Qu'on n'entre plus dans la chamber

D'où doit sortir un grand chien

Ayant perdu la mémoire

Et qui cherchera sur terre

Comme le long de la mer

L'homme qu'il laissa derrière

Immobile …

J.S., “La Chambre Voisine”

 

I shall not, M. le Comte, offer unwarranted apologies, nor shall I use your title again. I have not forgotten the lesson you taught me when we were introduced here in Xochicalco last summer. Forgive the social gaucherie of an archaeologist more accustomed to speaking to stones than with men. After all, one who chooses my profession does so because he seriously believes that the stones are alive and that they speak to us.

That night when we dined together in the house of our mutual friend Jean, I told you that ancient peoples refuse to banish the old ways in favor of the new. This is one example of how stones talk to us if we will listen. Yesterday's wisdom, and today's, instead of being cast aside in succession, accumulate in a permanent accretion. All things must be living and present, I told you, as among the Imerina peoples of Madagascar, who conceive of history as two flowing currents: the inheritance of the ears and the memory of the lips.

I stress this essential tenet of my vocation, because it is important if you are to understand behavior that otherwise you might consider far from rational.
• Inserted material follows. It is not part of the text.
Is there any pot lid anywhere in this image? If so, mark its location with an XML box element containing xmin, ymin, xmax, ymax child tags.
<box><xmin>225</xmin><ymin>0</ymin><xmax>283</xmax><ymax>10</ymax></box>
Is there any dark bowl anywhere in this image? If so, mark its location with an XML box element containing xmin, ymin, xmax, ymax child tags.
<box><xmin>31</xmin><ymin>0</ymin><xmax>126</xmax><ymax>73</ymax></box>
Yes, I appeal to you because I know no person more capable of understanding. I have lived among stones. The taluses of Mitla, the friezes of Chichén-Itzá, the terraces of Uxmal, have been more than the site of my professional activity; they are the throne—please forgive the word, but this is how I feel—of a kind of honor regained. Mexico is a land of upheaval, almost always violent, and, in such cases, endowed with a certain epic grandeur; but more constant and cruel and insidious, I can assure you, have been the periods of peaceful upheaval such as those we have known the last sixty years. As a result, the wounds in my country never heal; we never grow the new skin of an aristocracy; we do not have an elite that can close our wounds. The compulsion for upheaval, either periodic, as in the past, or constant, as today, prevents that healing.

You belong to a society that does not repudiate the virtues of its ancient executioners when they become victims. Your aristocracy has been shot, guillotined, and exiled. But the political, aesthetic, and social culture of France has been zealously guarded. Thus, someone like yourself can enjoy the benefits of a vanished order along with those of the newer republican regime. This is, allow me to say it, not the best of all possible worlds, though it is the better of two possible worlds. There is a difference, though I would be happy if that option existed in my own country. I was thinking about these things when you said the night we dined in Jean's house in Cuernavaca that Alexandre Dumas tells how Napoleon established an annuity of a hundred thousand écus in the name of the elderly widow of the Duc d'Orléans, whom you remembered, Branly, as the creator of the Parc Monceau. The motivation for his generosity was that in her salon on the Chaussée d'Antin the Duchesse was keeping alive the traditions of an aristocratic society that dated from the reigns of Louis XIV and Louis XV. Later, Dumas says that the first two hundred and fifty years of a life count only as memory. Would that were so of nations that vaunt their contemporaneity. I thought about your words all through the meal.